最後の細い坂を下りて、くねった田んぼ道からコースを覗くと・・・9時を過ぎて走っているのはKX250Fが一台だけ。いつしか東南から雲の帯が延びて、薄灰色にコースの上を覆っていた。受付にsaitoさんとmachi-sanが体を寄せ合うように立っている。窓ガラスを下ろすと、温かい風に乗り、LADY GAGAの声が流れ出ていく。火照るぐらいに温まっていたせいで、外の風が頬に心地良かった。

「そんな薄着じゃ、外に出られないよ!」走行申込書を書いている脇から、厚手のジャンパーを着込んだsaitoさんがワタシの格好をなじる。確かにTシャツに深緑色の綿パーカーで、上半身は2枚しか着ていない。申込書を書き終えて、手続きをしてもらっている間も窓は開けっ放しだ。Bongoの中もだんだんと冷たい空気が占めてくる。BAY FMのWeather reportが伝えていたのか、「この冬一番の寒気に覆われて」「冬将軍が大暴れする」から「外出には持っている服の中で一番暖かい服で出かけてください」って、saitoさんが丁寧に教えてくれた。
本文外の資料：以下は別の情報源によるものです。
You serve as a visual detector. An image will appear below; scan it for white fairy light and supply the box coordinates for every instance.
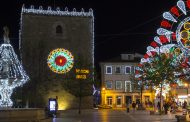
[0,27,29,107]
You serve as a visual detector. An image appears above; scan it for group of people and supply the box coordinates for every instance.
[157,101,187,114]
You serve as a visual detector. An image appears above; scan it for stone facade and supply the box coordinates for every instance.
[20,8,94,108]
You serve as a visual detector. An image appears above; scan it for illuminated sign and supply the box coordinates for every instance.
[75,69,90,79]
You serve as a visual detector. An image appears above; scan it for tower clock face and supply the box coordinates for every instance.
[47,48,74,74]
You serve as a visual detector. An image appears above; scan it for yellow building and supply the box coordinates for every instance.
[100,53,155,108]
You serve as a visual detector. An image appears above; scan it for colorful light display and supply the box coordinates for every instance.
[136,0,190,97]
[47,48,74,74]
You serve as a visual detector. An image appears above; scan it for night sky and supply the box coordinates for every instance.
[0,0,177,66]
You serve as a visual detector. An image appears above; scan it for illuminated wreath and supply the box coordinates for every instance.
[47,48,74,74]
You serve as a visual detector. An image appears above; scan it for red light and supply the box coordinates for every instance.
[55,56,67,66]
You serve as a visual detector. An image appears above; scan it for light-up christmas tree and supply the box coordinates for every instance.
[0,27,29,107]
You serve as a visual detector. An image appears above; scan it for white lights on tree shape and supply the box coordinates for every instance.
[0,27,29,107]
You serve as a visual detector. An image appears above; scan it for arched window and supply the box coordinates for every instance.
[56,25,63,34]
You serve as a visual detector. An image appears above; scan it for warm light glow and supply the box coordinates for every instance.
[102,87,105,91]
[178,95,187,99]
[184,83,188,87]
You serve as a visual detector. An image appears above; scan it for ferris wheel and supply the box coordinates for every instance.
[141,0,190,63]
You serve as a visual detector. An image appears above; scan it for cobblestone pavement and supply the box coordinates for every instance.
[53,109,177,122]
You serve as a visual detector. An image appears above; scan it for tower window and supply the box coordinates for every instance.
[56,25,63,34]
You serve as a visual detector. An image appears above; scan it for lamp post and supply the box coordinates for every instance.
[101,87,105,105]
[184,83,189,103]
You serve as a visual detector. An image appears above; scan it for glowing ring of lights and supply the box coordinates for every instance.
[47,48,74,74]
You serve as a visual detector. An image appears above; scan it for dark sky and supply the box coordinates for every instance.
[0,0,177,62]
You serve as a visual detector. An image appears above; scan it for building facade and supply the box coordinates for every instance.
[100,53,153,108]
[20,6,94,109]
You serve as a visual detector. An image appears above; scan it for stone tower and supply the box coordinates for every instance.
[19,6,94,108]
その寒さで、パドックの入りも極端に悪い。そんな中、shinくんが仲間も連れずにマシンを下ろしていて、少し驚いた。先に到着しているiguchi師匠のハイエースは、藍色の車体が受付小屋の脇にあるコンテナにぴったりと張り付くように停められていた。今日だけ特別にsaitoさんが用意してくれた、“風避け”の特等席だ。#129を着けたCRF150RⅡと黒髪の美女、ラブラドールレトリーバーのクッキーは、もう外に出ている。その左横にBongoを合わせて、右手でエンジンを切る。